Spenser’s instincts back then had been on the money, but the suits who charged $800 an hour had successfully gotten Star out of it, leaving only Sophie to prosecute. The son of a bitch had never confessed until he himself was dying. He wondered how those eight-hundred-dollar-an-hour suits were sleeping these days. No better than he was, he hoped.

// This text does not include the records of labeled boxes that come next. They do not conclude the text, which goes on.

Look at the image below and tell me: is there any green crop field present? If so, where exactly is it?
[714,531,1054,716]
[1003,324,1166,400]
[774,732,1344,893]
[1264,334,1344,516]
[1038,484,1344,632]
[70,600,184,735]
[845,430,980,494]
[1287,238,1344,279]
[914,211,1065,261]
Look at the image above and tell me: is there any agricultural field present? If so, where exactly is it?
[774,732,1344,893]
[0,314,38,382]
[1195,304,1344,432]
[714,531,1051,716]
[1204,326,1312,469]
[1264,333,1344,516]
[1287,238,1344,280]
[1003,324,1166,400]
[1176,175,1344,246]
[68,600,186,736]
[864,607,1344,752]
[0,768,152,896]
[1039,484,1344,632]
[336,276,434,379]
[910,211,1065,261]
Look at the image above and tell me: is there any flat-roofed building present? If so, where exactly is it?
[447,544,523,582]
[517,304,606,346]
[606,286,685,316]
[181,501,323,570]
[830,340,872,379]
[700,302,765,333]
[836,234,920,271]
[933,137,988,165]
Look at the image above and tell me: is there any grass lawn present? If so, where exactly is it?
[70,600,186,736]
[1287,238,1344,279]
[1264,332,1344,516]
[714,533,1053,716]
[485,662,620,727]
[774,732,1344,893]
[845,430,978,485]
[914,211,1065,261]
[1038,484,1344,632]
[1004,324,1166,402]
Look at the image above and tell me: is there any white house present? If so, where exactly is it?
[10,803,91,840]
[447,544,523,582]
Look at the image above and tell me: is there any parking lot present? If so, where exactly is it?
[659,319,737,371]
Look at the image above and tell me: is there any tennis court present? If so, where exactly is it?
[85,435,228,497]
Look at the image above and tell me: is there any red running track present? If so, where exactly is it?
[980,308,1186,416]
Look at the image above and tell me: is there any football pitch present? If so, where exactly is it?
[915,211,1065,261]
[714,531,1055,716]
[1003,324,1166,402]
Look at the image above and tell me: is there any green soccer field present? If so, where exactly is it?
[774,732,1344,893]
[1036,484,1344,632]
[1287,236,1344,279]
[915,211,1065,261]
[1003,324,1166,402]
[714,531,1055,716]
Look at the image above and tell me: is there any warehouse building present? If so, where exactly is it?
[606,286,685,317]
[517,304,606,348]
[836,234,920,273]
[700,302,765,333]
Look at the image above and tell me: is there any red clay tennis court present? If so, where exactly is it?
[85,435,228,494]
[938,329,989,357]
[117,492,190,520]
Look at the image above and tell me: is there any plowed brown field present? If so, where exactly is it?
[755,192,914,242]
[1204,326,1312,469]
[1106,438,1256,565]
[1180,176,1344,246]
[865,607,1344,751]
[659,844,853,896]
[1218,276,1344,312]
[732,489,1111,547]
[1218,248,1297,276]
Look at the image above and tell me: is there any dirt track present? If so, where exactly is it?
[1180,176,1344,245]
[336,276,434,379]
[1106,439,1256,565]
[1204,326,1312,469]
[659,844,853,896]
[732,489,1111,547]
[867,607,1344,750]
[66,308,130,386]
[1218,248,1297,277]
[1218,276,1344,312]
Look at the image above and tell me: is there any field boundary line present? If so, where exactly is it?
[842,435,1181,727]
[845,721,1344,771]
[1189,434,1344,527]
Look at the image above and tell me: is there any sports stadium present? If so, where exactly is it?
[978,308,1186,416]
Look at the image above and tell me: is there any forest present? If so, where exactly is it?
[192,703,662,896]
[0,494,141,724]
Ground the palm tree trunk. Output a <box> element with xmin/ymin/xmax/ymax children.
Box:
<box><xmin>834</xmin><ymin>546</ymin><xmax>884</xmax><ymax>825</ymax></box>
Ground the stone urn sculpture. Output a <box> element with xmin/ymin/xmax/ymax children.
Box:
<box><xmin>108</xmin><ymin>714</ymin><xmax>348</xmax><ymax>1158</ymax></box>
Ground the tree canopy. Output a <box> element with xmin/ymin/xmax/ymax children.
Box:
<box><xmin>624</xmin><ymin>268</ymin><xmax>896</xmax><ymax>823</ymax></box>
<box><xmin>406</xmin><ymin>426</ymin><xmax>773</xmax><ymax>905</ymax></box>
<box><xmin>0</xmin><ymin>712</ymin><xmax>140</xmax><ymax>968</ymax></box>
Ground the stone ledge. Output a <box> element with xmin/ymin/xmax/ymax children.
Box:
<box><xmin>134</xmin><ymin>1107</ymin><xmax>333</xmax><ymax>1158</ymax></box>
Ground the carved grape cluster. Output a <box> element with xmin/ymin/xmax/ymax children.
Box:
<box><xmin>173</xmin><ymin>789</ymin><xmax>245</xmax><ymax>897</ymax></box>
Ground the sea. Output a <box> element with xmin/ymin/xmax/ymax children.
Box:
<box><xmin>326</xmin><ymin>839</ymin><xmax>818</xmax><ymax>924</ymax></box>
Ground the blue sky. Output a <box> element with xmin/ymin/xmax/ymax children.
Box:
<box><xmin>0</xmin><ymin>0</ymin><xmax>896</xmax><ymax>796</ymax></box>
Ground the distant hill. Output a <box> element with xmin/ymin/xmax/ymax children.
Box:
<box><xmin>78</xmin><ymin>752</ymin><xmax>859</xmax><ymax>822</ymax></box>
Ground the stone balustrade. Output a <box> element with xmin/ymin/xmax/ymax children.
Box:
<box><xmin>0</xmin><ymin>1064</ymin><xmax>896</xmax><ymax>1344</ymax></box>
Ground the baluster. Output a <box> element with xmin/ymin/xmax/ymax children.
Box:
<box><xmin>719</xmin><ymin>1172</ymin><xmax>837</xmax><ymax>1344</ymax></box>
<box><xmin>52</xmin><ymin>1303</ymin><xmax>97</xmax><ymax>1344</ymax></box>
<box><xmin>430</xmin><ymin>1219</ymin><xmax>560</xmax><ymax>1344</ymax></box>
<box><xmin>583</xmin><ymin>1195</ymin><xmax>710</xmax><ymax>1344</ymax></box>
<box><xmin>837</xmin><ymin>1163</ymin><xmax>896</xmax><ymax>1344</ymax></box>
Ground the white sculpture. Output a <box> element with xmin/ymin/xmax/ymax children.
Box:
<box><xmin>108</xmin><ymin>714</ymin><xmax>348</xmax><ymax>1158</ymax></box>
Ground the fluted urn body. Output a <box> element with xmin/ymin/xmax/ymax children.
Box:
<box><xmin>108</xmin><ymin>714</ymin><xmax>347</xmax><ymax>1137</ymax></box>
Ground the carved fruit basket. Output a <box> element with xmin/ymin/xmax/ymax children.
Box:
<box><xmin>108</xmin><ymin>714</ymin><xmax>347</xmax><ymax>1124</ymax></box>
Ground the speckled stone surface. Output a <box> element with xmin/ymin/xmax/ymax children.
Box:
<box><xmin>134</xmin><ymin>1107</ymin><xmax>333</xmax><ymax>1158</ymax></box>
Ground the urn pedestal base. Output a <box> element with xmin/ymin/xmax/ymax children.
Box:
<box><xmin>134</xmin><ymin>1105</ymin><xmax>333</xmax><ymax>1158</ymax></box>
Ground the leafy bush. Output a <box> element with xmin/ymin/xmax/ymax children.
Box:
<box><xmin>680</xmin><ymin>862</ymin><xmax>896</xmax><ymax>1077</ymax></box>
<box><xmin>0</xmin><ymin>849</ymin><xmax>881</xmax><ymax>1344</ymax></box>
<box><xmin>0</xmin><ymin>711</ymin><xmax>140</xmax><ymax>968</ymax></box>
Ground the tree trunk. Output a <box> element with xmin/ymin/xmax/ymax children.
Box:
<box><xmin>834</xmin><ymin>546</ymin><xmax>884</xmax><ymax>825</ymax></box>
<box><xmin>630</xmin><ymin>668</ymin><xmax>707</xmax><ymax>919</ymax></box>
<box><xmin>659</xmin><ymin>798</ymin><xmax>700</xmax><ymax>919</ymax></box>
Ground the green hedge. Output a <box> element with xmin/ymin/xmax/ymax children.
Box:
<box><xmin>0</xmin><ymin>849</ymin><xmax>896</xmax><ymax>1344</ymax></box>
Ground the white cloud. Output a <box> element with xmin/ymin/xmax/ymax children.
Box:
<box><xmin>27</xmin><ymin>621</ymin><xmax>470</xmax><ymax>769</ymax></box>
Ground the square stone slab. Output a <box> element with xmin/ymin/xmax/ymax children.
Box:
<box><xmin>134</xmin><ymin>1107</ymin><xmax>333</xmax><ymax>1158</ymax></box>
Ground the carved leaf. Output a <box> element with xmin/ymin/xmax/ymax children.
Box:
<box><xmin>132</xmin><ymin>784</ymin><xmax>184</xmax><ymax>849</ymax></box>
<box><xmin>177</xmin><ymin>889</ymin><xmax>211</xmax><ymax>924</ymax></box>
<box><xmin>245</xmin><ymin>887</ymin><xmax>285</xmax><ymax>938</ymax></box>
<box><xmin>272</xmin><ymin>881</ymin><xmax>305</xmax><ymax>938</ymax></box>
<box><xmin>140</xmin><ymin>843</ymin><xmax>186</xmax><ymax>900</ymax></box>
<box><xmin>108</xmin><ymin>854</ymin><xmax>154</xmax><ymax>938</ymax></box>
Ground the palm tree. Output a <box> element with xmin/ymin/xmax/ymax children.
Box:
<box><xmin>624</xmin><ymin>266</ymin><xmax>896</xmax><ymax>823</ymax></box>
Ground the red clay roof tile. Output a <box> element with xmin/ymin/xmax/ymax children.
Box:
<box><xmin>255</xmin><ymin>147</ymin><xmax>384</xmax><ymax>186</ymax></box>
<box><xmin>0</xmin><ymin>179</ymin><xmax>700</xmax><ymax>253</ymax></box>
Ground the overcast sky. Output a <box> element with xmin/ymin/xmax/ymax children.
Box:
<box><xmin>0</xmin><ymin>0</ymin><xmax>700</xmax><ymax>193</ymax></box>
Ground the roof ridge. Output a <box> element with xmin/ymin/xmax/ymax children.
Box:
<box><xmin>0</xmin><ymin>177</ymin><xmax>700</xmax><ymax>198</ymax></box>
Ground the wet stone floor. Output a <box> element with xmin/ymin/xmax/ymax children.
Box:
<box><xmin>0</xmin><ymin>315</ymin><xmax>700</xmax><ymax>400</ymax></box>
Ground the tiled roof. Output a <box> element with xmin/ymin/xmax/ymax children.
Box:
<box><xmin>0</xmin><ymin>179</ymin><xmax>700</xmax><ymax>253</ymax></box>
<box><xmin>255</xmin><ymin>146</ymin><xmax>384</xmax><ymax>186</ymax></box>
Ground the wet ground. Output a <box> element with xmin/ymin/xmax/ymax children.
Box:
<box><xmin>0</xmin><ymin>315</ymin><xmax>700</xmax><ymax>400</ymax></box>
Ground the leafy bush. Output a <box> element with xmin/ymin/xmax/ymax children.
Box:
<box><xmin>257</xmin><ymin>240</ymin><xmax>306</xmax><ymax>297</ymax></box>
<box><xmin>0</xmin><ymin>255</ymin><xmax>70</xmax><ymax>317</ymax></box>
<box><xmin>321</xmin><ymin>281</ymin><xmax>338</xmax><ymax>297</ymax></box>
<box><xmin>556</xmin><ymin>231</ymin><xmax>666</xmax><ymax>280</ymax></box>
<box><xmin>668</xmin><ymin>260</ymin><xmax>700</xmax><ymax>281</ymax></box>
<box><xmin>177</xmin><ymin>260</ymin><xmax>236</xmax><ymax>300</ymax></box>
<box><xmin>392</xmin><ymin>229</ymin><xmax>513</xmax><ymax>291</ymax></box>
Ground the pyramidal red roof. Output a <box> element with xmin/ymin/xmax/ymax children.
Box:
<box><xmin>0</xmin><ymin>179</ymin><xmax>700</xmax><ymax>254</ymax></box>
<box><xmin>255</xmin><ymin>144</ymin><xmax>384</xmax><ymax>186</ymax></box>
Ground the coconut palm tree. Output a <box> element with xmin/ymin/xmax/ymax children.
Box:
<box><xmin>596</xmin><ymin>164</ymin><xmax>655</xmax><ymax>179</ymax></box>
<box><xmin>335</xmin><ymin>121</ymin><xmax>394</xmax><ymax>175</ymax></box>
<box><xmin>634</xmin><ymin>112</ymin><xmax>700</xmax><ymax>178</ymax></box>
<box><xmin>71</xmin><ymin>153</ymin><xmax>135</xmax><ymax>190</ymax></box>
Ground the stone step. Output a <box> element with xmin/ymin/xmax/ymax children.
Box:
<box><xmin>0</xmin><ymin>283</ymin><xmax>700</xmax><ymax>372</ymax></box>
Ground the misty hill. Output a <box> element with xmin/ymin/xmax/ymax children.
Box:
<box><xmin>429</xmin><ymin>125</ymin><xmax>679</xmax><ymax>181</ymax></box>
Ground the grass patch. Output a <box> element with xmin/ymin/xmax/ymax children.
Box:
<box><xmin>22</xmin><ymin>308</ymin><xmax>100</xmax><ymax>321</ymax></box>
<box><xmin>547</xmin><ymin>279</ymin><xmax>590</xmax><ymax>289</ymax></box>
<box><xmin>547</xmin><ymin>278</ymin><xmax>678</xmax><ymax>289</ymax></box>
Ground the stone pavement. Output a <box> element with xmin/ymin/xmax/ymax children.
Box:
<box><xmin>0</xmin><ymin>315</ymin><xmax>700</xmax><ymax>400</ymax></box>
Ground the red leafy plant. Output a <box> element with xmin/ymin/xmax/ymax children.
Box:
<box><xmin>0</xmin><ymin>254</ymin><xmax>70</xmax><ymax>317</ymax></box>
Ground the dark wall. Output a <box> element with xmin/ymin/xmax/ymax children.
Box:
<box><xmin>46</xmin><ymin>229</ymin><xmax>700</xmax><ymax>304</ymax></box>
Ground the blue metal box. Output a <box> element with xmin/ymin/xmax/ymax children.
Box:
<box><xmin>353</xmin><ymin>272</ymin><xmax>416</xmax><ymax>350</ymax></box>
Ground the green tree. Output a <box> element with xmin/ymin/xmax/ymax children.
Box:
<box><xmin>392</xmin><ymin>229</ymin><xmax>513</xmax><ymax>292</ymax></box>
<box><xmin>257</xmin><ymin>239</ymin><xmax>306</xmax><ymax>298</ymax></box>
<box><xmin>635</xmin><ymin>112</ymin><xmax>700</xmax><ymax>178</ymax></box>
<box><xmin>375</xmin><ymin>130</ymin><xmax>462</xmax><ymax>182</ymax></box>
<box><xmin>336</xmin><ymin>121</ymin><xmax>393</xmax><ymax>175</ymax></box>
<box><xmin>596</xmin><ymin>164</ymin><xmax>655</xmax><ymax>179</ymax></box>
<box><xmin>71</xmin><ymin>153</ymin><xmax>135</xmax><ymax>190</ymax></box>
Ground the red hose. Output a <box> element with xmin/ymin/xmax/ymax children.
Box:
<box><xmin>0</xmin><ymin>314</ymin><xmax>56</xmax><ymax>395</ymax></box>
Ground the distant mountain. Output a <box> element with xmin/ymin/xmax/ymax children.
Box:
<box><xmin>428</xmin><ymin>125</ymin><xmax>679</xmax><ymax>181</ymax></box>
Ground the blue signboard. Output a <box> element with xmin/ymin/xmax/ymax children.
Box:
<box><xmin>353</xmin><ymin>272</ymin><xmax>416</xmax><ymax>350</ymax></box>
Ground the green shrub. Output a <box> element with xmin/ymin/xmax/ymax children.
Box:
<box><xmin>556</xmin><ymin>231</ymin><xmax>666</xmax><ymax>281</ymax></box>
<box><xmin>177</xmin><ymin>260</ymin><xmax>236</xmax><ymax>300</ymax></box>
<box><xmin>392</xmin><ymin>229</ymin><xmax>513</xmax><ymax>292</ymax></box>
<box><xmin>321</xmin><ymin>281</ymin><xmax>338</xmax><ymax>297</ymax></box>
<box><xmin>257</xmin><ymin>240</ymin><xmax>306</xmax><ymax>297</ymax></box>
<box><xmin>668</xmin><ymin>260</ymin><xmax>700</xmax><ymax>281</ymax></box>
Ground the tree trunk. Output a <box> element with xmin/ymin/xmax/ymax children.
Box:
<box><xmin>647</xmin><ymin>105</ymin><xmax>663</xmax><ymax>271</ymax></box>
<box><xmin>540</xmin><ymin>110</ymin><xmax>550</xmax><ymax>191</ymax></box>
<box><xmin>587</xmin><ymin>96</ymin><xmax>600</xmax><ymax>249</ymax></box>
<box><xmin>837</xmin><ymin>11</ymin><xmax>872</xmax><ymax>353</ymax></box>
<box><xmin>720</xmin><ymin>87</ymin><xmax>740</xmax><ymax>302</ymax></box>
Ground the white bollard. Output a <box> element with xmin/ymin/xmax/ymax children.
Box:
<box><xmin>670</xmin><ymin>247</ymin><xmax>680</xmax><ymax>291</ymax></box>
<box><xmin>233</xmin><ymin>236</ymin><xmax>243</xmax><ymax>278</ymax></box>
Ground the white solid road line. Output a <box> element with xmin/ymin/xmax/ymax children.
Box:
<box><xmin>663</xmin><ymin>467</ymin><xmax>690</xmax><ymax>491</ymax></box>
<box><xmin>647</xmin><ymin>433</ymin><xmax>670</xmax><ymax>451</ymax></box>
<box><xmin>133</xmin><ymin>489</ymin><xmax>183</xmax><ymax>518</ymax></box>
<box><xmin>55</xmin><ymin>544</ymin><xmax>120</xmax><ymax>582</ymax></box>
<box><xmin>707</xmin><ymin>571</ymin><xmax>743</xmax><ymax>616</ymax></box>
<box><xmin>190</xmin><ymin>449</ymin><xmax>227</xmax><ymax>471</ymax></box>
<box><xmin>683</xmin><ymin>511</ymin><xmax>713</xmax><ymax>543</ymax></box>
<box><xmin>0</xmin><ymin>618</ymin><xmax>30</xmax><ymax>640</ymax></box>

A warrant to search the Star mansion and Sophie Lee’s apartment did not turn up a journal, a diary, or even a notebook. At trial he had hammered home the point that only Sophie Lee had direct knowledge of the journal and that she had gotten rid of it before the fateful day she’d decided to kill her patient. On the stand, Adam Star had openly scoffed at that suggestion, and for his point of view, he had been declared a hostile witness.
So where in the damn hell was the journal? Sophie Lee had been adamant about there being one. Adam Star, hostile witness or not, had backed up the fact that his wife had indeed kept a journal, though he thought she only wrote in it on her good days. Previous nurses who hadn’t wanted to get involved in a messy murder trial had selective memories. A few nurses said they thought Mrs. Star wrote in something from time to time, others said absolutely not, the patient just watched television.
Spenser realized his career was over regardless of what he did from that point on. He had cut corners, but always in the interest of justice. He did what he had to do. To the best of his knowledge, he had not broken a single law. All those other cases he’d prosecuted were now going to come back and haunt him. The lawyers would nitpick every little goddamn thing they could. The cases would be tied up in the courts for years and would probably never end. Unless he could find the damn journal. If he couldn’t find it ten years ago, how was he going to find it now?